InsideHigherEd reported a few days ago on recent paper from a conservative advocacy group titled "How Many Ward Churchills?", referring to the University of Colorado professor who basically said that the thousands of innocent victims of 9/11 got what was coming to them. The report suggested that the halls of academia are rife with similar folk.

Now, I generally don't give much credence to conservatives moaning about liberal bias in higher education, not because I don't accept the basic premise that the academy leans left but because I don't think it matters nearly as much as they think it does.

That said, there's a big, big difference between garden-variety liberalism and extreme Churchillian leftist nonsense. The unwillingness of Democrats to confront this distinction is a problem.

For example, a few years ago I presented at a conference in Chicago tied to the 50th anniversary of Brown v. Board. My subject was school funding, specifically how Illinois has among the largest funding gaps in the nation for school districts serving low-income and minority students, and how that was probably one of the reasons Illinois has the largest achievement gaps in the nation for the same kids. Lots of numbers and PowerPoint charts, followed by a few audience questions and polite applause.

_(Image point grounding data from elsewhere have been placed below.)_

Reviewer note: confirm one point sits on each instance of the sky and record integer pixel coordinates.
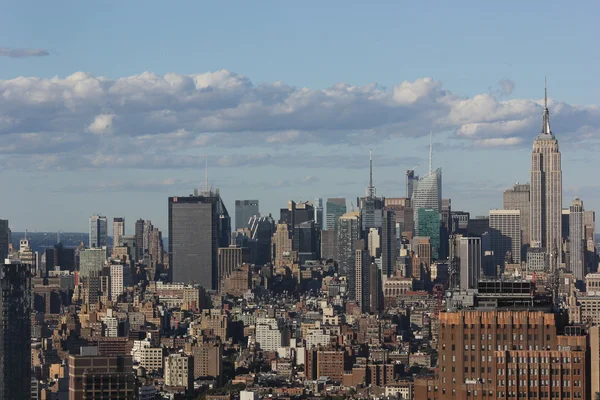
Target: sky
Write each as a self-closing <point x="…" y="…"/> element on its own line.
<point x="109" y="107"/>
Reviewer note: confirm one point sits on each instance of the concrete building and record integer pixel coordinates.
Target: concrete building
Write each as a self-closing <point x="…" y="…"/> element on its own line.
<point x="92" y="376"/>
<point x="576" y="239"/>
<point x="349" y="231"/>
<point x="505" y="234"/>
<point x="469" y="249"/>
<point x="244" y="210"/>
<point x="335" y="208"/>
<point x="15" y="330"/>
<point x="546" y="189"/>
<point x="517" y="198"/>
<point x="198" y="226"/>
<point x="118" y="231"/>
<point x="179" y="371"/>
<point x="98" y="232"/>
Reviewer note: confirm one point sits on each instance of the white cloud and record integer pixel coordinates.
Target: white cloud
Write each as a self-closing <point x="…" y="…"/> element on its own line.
<point x="153" y="121"/>
<point x="102" y="125"/>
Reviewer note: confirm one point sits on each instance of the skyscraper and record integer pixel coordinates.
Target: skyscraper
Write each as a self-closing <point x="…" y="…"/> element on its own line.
<point x="244" y="210"/>
<point x="517" y="198"/>
<point x="98" y="231"/>
<point x="336" y="207"/>
<point x="576" y="235"/>
<point x="4" y="239"/>
<point x="388" y="242"/>
<point x="469" y="249"/>
<point x="370" y="206"/>
<point x="546" y="188"/>
<point x="198" y="226"/>
<point x="505" y="234"/>
<point x="15" y="331"/>
<point x="118" y="231"/>
<point x="349" y="231"/>
<point x="429" y="226"/>
<point x="139" y="239"/>
<point x="427" y="191"/>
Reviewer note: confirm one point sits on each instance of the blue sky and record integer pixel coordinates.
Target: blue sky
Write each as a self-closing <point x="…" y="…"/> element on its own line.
<point x="286" y="100"/>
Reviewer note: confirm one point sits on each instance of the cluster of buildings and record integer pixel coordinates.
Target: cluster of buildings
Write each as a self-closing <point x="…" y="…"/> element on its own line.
<point x="402" y="297"/>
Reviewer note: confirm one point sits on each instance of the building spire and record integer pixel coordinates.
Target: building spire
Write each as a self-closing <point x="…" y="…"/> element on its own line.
<point x="371" y="188"/>
<point x="546" y="114"/>
<point x="430" y="151"/>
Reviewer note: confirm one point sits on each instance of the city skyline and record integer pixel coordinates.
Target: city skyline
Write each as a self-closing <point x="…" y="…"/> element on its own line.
<point x="81" y="127"/>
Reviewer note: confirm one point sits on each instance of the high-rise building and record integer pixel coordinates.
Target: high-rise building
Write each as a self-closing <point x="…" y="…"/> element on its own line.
<point x="93" y="376"/>
<point x="349" y="231"/>
<point x="576" y="236"/>
<point x="546" y="189"/>
<point x="15" y="331"/>
<point x="517" y="198"/>
<point x="319" y="222"/>
<point x="388" y="242"/>
<point x="118" y="231"/>
<point x="469" y="252"/>
<point x="4" y="239"/>
<point x="244" y="210"/>
<point x="98" y="231"/>
<point x="370" y="206"/>
<point x="139" y="239"/>
<point x="198" y="226"/>
<point x="429" y="226"/>
<point x="505" y="235"/>
<point x="336" y="207"/>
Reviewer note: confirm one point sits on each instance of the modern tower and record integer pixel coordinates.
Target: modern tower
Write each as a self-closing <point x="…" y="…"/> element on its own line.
<point x="349" y="231"/>
<point x="118" y="231"/>
<point x="198" y="226"/>
<point x="517" y="198"/>
<point x="98" y="231"/>
<point x="576" y="235"/>
<point x="244" y="210"/>
<point x="15" y="331"/>
<point x="371" y="206"/>
<point x="546" y="188"/>
<point x="427" y="191"/>
<point x="505" y="235"/>
<point x="336" y="207"/>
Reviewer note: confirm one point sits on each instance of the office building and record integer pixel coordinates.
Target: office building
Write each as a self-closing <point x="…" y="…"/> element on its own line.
<point x="244" y="210"/>
<point x="388" y="243"/>
<point x="546" y="189"/>
<point x="91" y="261"/>
<point x="370" y="206"/>
<point x="98" y="231"/>
<point x="319" y="222"/>
<point x="198" y="226"/>
<point x="336" y="207"/>
<point x="576" y="237"/>
<point x="469" y="252"/>
<point x="93" y="376"/>
<point x="429" y="226"/>
<point x="179" y="371"/>
<point x="517" y="198"/>
<point x="139" y="239"/>
<point x="505" y="234"/>
<point x="15" y="331"/>
<point x="349" y="231"/>
<point x="118" y="231"/>
<point x="5" y="238"/>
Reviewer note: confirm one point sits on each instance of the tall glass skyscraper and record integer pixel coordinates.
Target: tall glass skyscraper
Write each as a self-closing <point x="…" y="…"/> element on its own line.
<point x="198" y="226"/>
<point x="429" y="225"/>
<point x="98" y="231"/>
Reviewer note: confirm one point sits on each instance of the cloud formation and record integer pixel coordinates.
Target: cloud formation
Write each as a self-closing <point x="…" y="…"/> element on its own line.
<point x="152" y="121"/>
<point x="22" y="53"/>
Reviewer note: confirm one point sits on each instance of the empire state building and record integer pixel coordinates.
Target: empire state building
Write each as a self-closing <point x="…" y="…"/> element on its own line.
<point x="546" y="188"/>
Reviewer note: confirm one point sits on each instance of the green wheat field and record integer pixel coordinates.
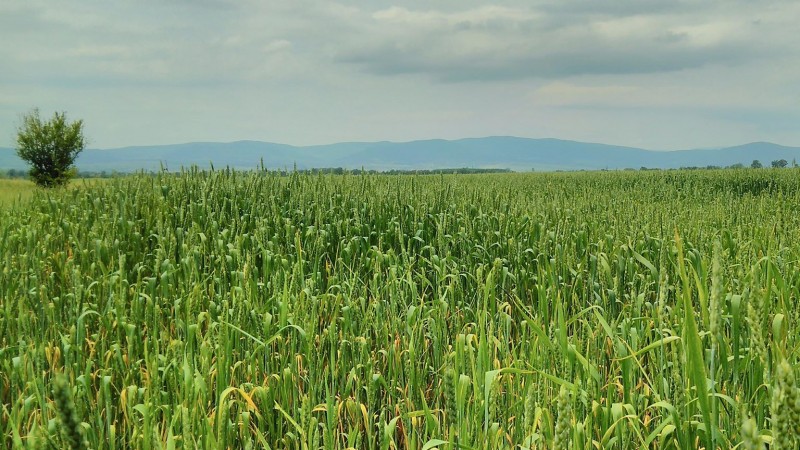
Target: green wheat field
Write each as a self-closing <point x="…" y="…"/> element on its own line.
<point x="223" y="309"/>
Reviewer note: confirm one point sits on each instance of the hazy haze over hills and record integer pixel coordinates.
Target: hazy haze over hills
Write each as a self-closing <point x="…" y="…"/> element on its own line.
<point x="514" y="153"/>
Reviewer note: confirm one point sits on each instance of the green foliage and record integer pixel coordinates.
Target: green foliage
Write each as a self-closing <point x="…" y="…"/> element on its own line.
<point x="252" y="310"/>
<point x="50" y="147"/>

Next up was a professor from DePaul. We had chatted briefly while waiting for our turn to go up on stage. I told her what I was going to say, she nodded and said she was going focus more on the "larger context." She was friendly but kind of reserved. Her speech went something like this:

"All those things the previous person said about funding inequities this and property tax rates that is all well and good, but it doesn't really matter, because as I tell my students, what we really need to address is capitalism and the racist, hegemonic patriarchy (which are, of course, the same thing), because none of this is going to change until the revolution comes. I want to be clear, just in case anyone working for Attorney General Ashcroft is in the room, that I'm not suggesting violence in the streets is needed to start that revolution, I'm not inciting anyone, but you know, that wouldn't be the worst thing." And so on and so forth in that vein for another half hour; I'm really not doing the sheer militant craziness of the speech justice.

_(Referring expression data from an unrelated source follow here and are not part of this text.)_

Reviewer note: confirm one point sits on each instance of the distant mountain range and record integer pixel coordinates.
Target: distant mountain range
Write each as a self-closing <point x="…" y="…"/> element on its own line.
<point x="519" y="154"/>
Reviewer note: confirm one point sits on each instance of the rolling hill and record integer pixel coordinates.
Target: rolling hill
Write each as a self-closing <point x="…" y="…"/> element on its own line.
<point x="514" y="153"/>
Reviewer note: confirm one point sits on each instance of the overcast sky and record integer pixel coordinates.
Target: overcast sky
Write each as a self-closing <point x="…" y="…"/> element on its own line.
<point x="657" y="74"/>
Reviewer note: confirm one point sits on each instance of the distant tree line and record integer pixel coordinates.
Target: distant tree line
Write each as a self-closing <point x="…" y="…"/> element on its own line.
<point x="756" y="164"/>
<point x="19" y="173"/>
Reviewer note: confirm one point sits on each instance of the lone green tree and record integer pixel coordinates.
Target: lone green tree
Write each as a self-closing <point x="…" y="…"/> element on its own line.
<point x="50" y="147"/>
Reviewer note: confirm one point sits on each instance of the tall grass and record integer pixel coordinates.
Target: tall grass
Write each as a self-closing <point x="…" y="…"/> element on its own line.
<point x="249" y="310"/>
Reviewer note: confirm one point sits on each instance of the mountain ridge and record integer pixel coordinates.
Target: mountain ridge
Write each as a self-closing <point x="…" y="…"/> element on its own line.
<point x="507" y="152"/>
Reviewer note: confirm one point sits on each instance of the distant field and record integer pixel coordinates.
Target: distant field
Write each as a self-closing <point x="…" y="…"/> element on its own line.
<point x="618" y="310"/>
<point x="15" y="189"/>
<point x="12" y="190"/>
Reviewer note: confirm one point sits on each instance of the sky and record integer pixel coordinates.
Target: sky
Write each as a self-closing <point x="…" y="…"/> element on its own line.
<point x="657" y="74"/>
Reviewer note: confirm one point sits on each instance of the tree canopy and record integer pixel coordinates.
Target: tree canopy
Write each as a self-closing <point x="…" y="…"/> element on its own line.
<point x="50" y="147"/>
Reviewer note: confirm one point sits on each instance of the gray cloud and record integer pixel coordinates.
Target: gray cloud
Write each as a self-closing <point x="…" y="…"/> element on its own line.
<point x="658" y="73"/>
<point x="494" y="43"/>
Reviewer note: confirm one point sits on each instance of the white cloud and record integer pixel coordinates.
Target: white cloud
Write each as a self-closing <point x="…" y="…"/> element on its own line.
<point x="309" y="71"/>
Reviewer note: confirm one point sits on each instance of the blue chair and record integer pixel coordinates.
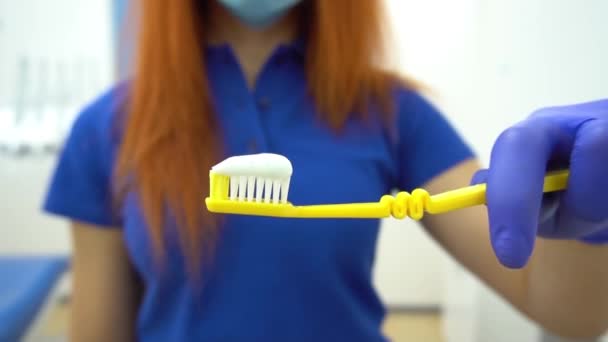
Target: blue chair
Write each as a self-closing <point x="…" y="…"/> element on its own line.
<point x="25" y="284"/>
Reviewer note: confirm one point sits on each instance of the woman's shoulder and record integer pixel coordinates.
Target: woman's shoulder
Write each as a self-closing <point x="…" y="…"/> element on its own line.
<point x="101" y="117"/>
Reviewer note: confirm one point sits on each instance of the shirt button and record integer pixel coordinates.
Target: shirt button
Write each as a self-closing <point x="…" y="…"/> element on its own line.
<point x="264" y="103"/>
<point x="252" y="146"/>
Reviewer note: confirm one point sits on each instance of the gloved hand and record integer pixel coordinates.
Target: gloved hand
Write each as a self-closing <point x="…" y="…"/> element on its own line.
<point x="574" y="137"/>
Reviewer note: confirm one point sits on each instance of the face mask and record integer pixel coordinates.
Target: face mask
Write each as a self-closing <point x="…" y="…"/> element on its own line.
<point x="259" y="13"/>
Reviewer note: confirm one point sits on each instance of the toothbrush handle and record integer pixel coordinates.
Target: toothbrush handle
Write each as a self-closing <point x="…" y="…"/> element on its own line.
<point x="476" y="194"/>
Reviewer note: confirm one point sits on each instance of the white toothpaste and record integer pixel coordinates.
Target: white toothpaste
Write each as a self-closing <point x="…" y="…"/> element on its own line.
<point x="263" y="176"/>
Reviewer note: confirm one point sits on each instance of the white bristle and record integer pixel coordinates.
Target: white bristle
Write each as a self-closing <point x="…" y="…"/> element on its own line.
<point x="242" y="187"/>
<point x="276" y="190"/>
<point x="250" y="188"/>
<point x="259" y="189"/>
<point x="267" y="189"/>
<point x="234" y="185"/>
<point x="284" y="190"/>
<point x="260" y="177"/>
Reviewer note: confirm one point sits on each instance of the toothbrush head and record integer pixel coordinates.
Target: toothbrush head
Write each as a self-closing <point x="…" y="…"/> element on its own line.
<point x="249" y="181"/>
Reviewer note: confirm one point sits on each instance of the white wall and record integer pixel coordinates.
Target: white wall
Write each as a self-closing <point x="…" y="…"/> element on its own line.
<point x="66" y="32"/>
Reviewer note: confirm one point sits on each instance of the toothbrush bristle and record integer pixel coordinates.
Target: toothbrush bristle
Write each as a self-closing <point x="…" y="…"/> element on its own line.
<point x="242" y="187"/>
<point x="260" y="178"/>
<point x="258" y="189"/>
<point x="250" y="188"/>
<point x="276" y="189"/>
<point x="267" y="190"/>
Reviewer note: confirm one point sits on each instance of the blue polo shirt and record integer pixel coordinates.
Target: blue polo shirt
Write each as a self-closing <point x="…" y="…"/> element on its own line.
<point x="271" y="279"/>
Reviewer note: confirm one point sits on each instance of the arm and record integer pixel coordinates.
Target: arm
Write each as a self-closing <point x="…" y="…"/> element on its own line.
<point x="562" y="287"/>
<point x="105" y="289"/>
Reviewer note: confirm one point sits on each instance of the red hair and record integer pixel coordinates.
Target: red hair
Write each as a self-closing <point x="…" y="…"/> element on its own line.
<point x="171" y="136"/>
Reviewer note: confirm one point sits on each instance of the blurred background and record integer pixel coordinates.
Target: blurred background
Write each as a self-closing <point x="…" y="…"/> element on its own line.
<point x="489" y="62"/>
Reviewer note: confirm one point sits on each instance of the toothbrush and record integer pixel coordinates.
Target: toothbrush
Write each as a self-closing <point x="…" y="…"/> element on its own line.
<point x="258" y="185"/>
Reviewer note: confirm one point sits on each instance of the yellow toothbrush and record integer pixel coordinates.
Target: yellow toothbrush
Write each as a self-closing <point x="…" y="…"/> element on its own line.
<point x="258" y="185"/>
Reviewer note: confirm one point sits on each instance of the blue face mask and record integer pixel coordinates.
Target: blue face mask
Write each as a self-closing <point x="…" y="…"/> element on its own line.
<point x="259" y="13"/>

I remember thinking "I didn't know people still said stuff like that," and then "man, her poor students."

To be sure, universities should be places of maximum diversity when it comes to different ways of seeing the world. They should support people with unpopular ideas, because the radical thinkers of today sometimes become the dominant paradigm-setters of tomorrow.

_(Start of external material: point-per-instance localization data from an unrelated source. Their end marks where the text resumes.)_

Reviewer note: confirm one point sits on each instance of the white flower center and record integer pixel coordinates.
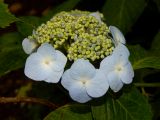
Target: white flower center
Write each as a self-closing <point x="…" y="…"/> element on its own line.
<point x="118" y="68"/>
<point x="83" y="81"/>
<point x="47" y="62"/>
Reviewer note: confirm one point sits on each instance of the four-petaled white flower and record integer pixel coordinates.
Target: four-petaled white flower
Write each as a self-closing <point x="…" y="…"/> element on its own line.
<point x="83" y="81"/>
<point x="47" y="64"/>
<point x="117" y="69"/>
<point x="29" y="45"/>
<point x="117" y="35"/>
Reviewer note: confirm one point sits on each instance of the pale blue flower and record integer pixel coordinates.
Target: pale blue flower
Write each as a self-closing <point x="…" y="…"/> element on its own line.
<point x="117" y="35"/>
<point x="47" y="64"/>
<point x="29" y="45"/>
<point x="84" y="82"/>
<point x="118" y="70"/>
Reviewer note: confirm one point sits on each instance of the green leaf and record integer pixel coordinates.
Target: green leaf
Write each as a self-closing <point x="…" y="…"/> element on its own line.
<point x="70" y="112"/>
<point x="130" y="106"/>
<point x="6" y="18"/>
<point x="141" y="58"/>
<point x="155" y="47"/>
<point x="27" y="24"/>
<point x="123" y="13"/>
<point x="12" y="56"/>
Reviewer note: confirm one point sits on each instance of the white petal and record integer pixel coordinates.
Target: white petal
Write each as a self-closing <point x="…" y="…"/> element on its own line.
<point x="82" y="68"/>
<point x="96" y="15"/>
<point x="61" y="59"/>
<point x="29" y="45"/>
<point x="46" y="49"/>
<point x="78" y="93"/>
<point x="34" y="68"/>
<point x="127" y="74"/>
<point x="67" y="80"/>
<point x="54" y="76"/>
<point x="121" y="50"/>
<point x="114" y="81"/>
<point x="117" y="35"/>
<point x="97" y="86"/>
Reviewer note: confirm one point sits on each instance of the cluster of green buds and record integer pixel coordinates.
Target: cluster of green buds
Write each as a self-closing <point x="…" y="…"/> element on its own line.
<point x="82" y="35"/>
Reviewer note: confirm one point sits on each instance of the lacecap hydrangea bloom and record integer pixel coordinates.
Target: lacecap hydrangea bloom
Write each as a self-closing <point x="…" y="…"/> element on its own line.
<point x="84" y="81"/>
<point x="81" y="39"/>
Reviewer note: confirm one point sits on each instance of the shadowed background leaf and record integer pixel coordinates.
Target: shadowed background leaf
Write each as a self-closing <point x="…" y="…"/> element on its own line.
<point x="6" y="18"/>
<point x="123" y="13"/>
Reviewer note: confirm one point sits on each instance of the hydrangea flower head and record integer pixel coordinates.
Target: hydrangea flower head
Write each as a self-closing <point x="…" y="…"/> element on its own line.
<point x="118" y="71"/>
<point x="46" y="64"/>
<point x="83" y="37"/>
<point x="117" y="67"/>
<point x="29" y="45"/>
<point x="117" y="35"/>
<point x="82" y="34"/>
<point x="84" y="82"/>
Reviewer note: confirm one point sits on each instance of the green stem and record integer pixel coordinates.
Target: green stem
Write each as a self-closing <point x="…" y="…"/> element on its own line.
<point x="5" y="100"/>
<point x="147" y="84"/>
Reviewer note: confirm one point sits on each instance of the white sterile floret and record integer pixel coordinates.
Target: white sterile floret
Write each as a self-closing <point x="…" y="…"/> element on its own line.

But what about the radical thinkers of yesterday, or decades ago, whose wacky ideas have been found wanting? Should college campuses be the last refuge of discredited Marxist thinking? Universities should be bastions of debate and thriving marketplaces of ideas, but at some point the market needs to be allowed to do what markets do--sort out ideas that exceed a certain threshold level of ridiculousness.

And Democrats and liberals have to admit that the population of college professors espousing such ideas is not evenly split between the right and the left. If they're not willing to say so, other people certainly will.